En lo que se refiere a los mitos, la creación independiente suele ser manifiesta, pero en los cuentos populares que circulan por América, incluso en los sectores indígenas, la norma parece ser un proceso bastante acentuado de difusión, como puede observarse al comparar los corpus narrativos. Nuestros mitos y leyendas suelen carecer de un final feliz, y dejan poco sitio a lo emotivo y romántico La colección más antigua de cuentos de la que se tiene noticia sería el Panchatantra (Los Cinco Libros). Se compone de fábulas escritas en sánscrito, de origen desconocido, que se usaban en la India para educar a la casta de los brahmanes. En el año 1400 a.C. se registran ya cuentos en Egipto. De las colecciones primitivas europeas traducidas al francés entre 1560 y 1576 nacieron los famosos cuentos de hadas, los que alcanzarían gran popularidad a fines del siglo XVII por obra del escritor Charles Perrault (1628-1703), quien vino así a retroalimentar una oralidad desvanecida casi por completo. Entre 1812 y 1814, Guillermo y Jacobo Grimm publicaron sus recopilaciones de cuentos de Alemania, teorizando a la vez sobre este tipo de cuentos desde la perspectiva del romanticismo.

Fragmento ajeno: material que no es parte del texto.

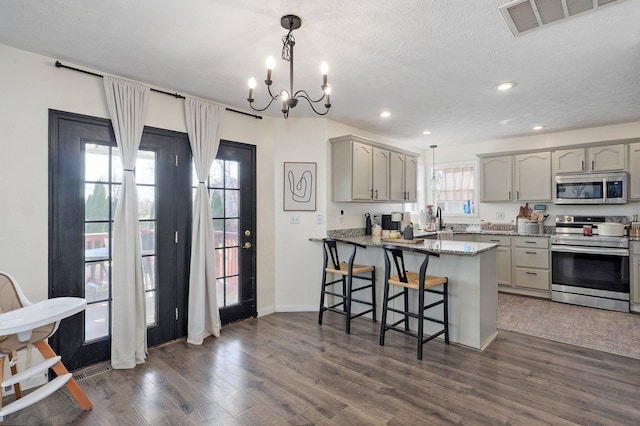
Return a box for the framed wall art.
[284,162,317,211]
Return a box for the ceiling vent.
[498,0,618,36]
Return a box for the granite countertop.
[309,235,497,256]
[414,229,554,238]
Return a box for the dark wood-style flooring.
[4,312,640,425]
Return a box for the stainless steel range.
[551,216,629,312]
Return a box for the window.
[432,162,478,216]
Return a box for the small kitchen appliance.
[382,213,402,231]
[553,172,628,204]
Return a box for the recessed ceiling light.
[496,81,518,91]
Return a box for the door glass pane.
[84,260,110,303]
[84,143,109,181]
[209,189,224,219]
[84,183,111,220]
[209,160,224,188]
[145,291,158,327]
[84,302,111,342]
[225,275,240,305]
[139,220,156,256]
[136,151,156,185]
[224,190,240,217]
[142,256,157,290]
[84,144,158,342]
[192,160,241,307]
[138,185,156,219]
[224,161,240,189]
[213,219,224,248]
[111,146,122,183]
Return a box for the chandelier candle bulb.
[320,62,329,86]
[247,77,256,102]
[264,56,276,86]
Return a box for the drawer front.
[515,247,549,269]
[516,268,550,290]
[513,237,549,248]
[478,235,511,247]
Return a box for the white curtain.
[184,98,224,345]
[104,76,149,368]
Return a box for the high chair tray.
[0,297,87,336]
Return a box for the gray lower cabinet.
[477,235,511,286]
[512,237,551,291]
[630,241,640,304]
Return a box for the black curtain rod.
[56,61,262,120]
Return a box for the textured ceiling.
[0,0,640,147]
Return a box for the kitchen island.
[310,236,498,350]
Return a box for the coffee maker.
[382,213,402,231]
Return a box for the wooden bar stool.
[380,245,449,359]
[318,238,376,334]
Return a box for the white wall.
[428,122,640,225]
[0,45,275,311]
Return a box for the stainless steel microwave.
[553,172,628,204]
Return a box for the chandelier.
[247,15,331,119]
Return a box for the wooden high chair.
[0,272,93,421]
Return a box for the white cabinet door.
[629,143,640,199]
[588,144,626,172]
[404,155,418,202]
[553,148,586,173]
[480,155,512,201]
[351,142,373,200]
[389,152,405,201]
[514,152,551,201]
[372,147,390,201]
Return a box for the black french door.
[49,111,257,370]
[212,140,257,324]
[49,111,191,370]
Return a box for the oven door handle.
[551,244,629,257]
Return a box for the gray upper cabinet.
[553,148,586,173]
[587,144,626,172]
[371,147,390,201]
[553,144,626,173]
[330,135,417,202]
[350,141,373,201]
[513,151,551,201]
[629,143,640,198]
[389,152,418,202]
[480,155,513,202]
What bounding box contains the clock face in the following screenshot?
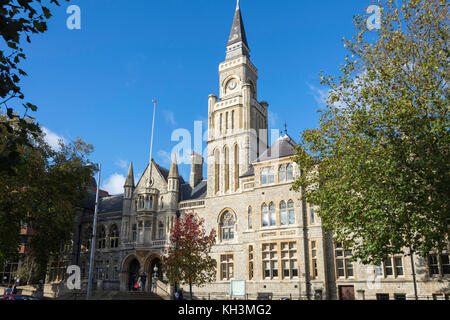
[228,80,236,90]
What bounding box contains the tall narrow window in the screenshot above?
[234,144,239,190]
[281,242,298,279]
[261,168,269,185]
[248,246,254,280]
[224,147,230,191]
[138,221,144,243]
[278,164,286,183]
[280,201,288,226]
[109,224,119,248]
[158,221,164,240]
[288,200,295,224]
[311,241,319,279]
[334,242,353,278]
[267,167,275,184]
[220,212,235,241]
[220,254,234,280]
[144,220,152,244]
[231,110,234,130]
[269,202,277,227]
[97,226,106,249]
[214,150,220,193]
[131,223,137,242]
[261,203,269,227]
[309,204,316,224]
[286,164,294,181]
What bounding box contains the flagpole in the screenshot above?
[147,99,157,188]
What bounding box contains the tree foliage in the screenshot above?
[0,0,67,173]
[0,121,92,277]
[162,212,216,297]
[294,0,450,264]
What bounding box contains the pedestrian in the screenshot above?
[5,285,12,295]
[180,288,183,300]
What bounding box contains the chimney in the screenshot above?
[189,151,203,189]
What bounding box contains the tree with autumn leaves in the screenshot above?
[162,212,217,299]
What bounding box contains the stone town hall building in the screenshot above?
[54,3,450,299]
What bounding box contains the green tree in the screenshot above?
[0,121,92,279]
[162,212,217,299]
[294,0,450,264]
[0,0,67,173]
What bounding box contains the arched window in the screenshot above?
[97,226,106,249]
[224,147,230,191]
[214,150,220,193]
[280,201,288,226]
[267,167,275,184]
[286,163,294,181]
[220,211,235,241]
[234,144,239,190]
[131,223,137,242]
[278,164,286,183]
[83,226,92,250]
[109,224,119,248]
[261,168,269,184]
[261,203,269,227]
[288,200,295,224]
[158,221,164,240]
[144,220,152,243]
[137,221,144,243]
[269,202,277,227]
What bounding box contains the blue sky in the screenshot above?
[16,0,374,193]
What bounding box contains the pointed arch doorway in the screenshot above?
[128,259,141,291]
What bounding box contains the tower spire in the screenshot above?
[124,162,134,188]
[169,152,180,179]
[227,0,250,57]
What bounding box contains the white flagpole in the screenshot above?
[147,99,156,188]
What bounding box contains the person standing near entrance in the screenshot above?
[5,285,12,295]
[141,272,147,291]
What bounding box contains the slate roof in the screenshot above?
[98,194,123,213]
[255,134,296,162]
[180,180,208,201]
[239,165,255,178]
[227,2,248,48]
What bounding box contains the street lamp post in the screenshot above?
[86,164,102,300]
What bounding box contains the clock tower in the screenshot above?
[208,0,268,196]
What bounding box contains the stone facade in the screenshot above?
[60,1,449,299]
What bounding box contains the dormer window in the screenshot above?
[261,167,275,185]
[220,211,235,241]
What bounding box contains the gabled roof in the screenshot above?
[98,194,123,213]
[255,134,296,162]
[180,180,208,201]
[239,165,255,178]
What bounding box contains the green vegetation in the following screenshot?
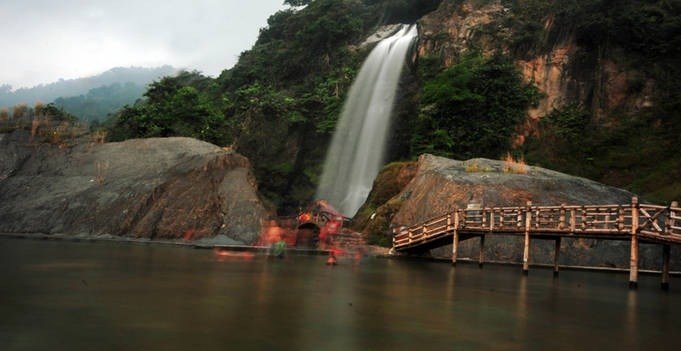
[0,66,175,110]
[54,82,147,121]
[105,0,440,211]
[412,55,539,159]
[97,0,681,212]
[105,72,224,145]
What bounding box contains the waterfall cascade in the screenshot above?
[317,25,418,216]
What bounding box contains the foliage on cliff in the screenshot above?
[412,55,539,159]
[109,0,441,210]
[102,0,681,210]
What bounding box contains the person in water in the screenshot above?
[326,250,338,266]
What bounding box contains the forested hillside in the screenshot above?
[0,66,176,120]
[109,0,681,210]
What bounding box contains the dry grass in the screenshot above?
[466,162,482,173]
[502,153,527,174]
[12,104,28,120]
[33,102,45,116]
[465,160,494,173]
[90,129,109,144]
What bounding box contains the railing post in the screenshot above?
[489,208,494,232]
[478,233,485,268]
[452,210,459,266]
[392,227,399,248]
[629,197,638,289]
[523,201,532,275]
[553,237,562,277]
[660,245,671,290]
[663,201,679,235]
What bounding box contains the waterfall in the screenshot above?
[317,25,418,216]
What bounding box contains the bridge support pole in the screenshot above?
[478,235,485,268]
[452,211,459,266]
[629,197,638,289]
[553,237,562,277]
[523,201,532,275]
[660,245,671,290]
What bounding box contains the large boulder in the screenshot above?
[355,154,681,269]
[0,130,268,244]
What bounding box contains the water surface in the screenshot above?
[0,239,681,350]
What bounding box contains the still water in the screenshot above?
[0,239,681,350]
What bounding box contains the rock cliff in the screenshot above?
[0,130,268,244]
[355,154,681,269]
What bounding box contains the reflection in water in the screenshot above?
[0,240,681,351]
[624,290,638,346]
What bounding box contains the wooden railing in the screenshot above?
[393,202,681,250]
[393,198,681,287]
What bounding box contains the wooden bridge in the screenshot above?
[393,197,681,289]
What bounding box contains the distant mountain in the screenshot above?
[54,82,147,121]
[0,65,177,108]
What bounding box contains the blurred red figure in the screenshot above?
[326,250,338,266]
[263,220,284,245]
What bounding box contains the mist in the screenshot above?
[0,0,286,89]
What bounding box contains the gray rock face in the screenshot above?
[0,131,267,244]
[375,155,681,269]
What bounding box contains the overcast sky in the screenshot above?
[0,0,286,88]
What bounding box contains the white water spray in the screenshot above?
[317,25,418,216]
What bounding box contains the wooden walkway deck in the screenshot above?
[393,198,681,289]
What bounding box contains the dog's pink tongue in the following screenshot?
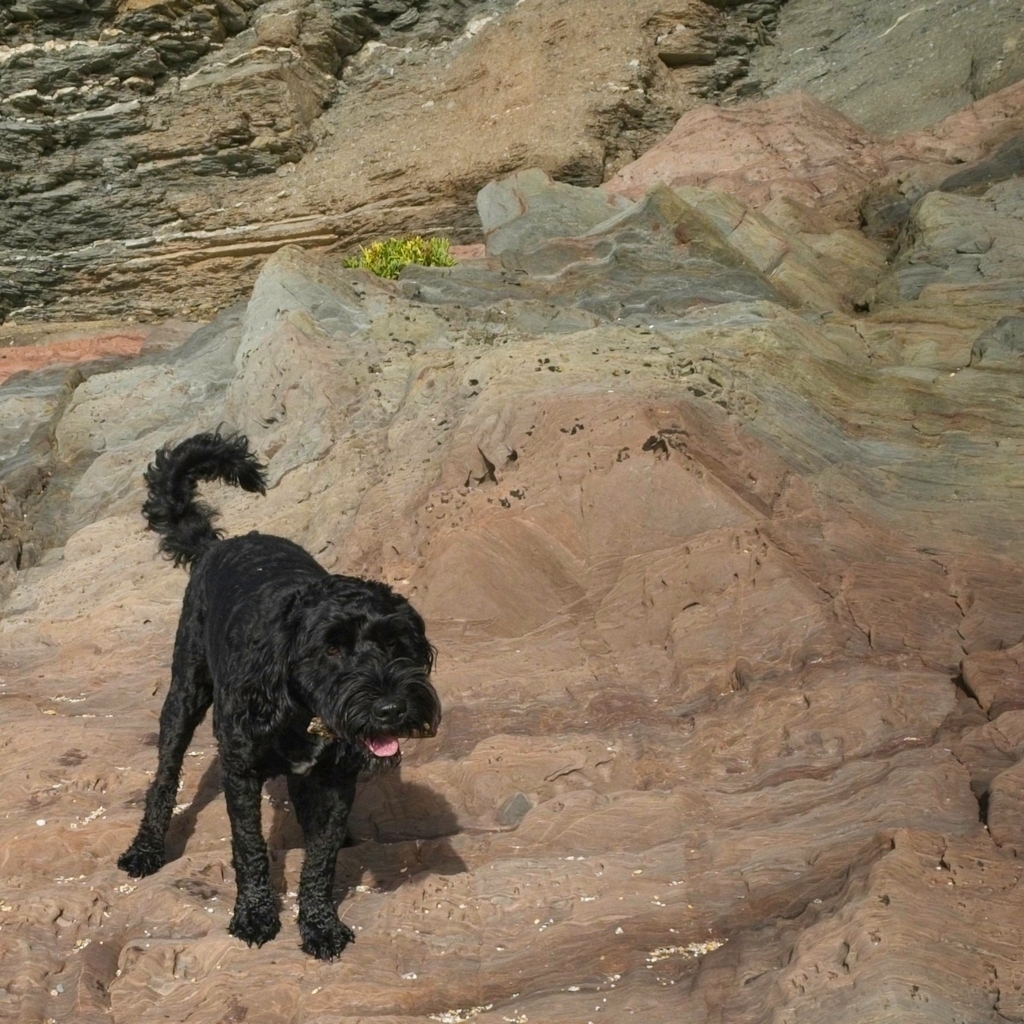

Podría decirse que el cuento de hadas vino a cubrir en Europa el vacío dejado por la muerte de las antiguas mitologías, recreando experiencias y situaciones arquetípicas a través de las cuales el niño, y también el hombre, pudieran identificarse. Huida de la razón, salto hacia ese tiempo dorado (aunque a menudo cruel) en que se compartía el mundo con los dioses y los animales dialogaban con los héroes, ayudándolos en los trances difíciles. En definitiva, mero afán de regreso a una magia en la que buena parte de América vive aún inmersa, sin necesidad, por lo tanto, de recurrir a sucedáneos, a reconstrucciones. Los pasajes del mito al cuento y del cuento al mito se vuelven aquí naturales, casi inadvertidos, pues por momentos se borran las fronteras. Lévi-Strauss observó que un mismo relato era narrado por un grupo étnico de Brasil como un mito, y por otro como un cuento. Si bien habrá casi siempre diferencias estructurales entre ambos tipos de relatos, lo determinante en última instancia será la vivencia que de ellos se tenga. Los cuentos de hadas que circulan a nivel popular fueron tomados de la tradición europea en épocas más o menos recientes, y adaptados a nuestros contextos específicos. También otros tipos de cuentos que se han recogido entre los sectores campesinos e incluso indígenas de América, revelan marcadas influencias de Europa, de Asia y hasta de África. Lo prueban tanto la obviedad de muchos de sus elementos (príncipes, ogros, dragones, serpientes de siete cabezas, etc.) como el estudio de tipos y motivos conforme a las clasificaciones de Aarne-Thompson, por lo que se debe centrar el análisis en las innovaciones arguméntales (variantes), en su adaptación a la cultura específica y en el estilo, pues en última instancia es esto lo que los legitimará como productos genuinos de nuestra literatura popular.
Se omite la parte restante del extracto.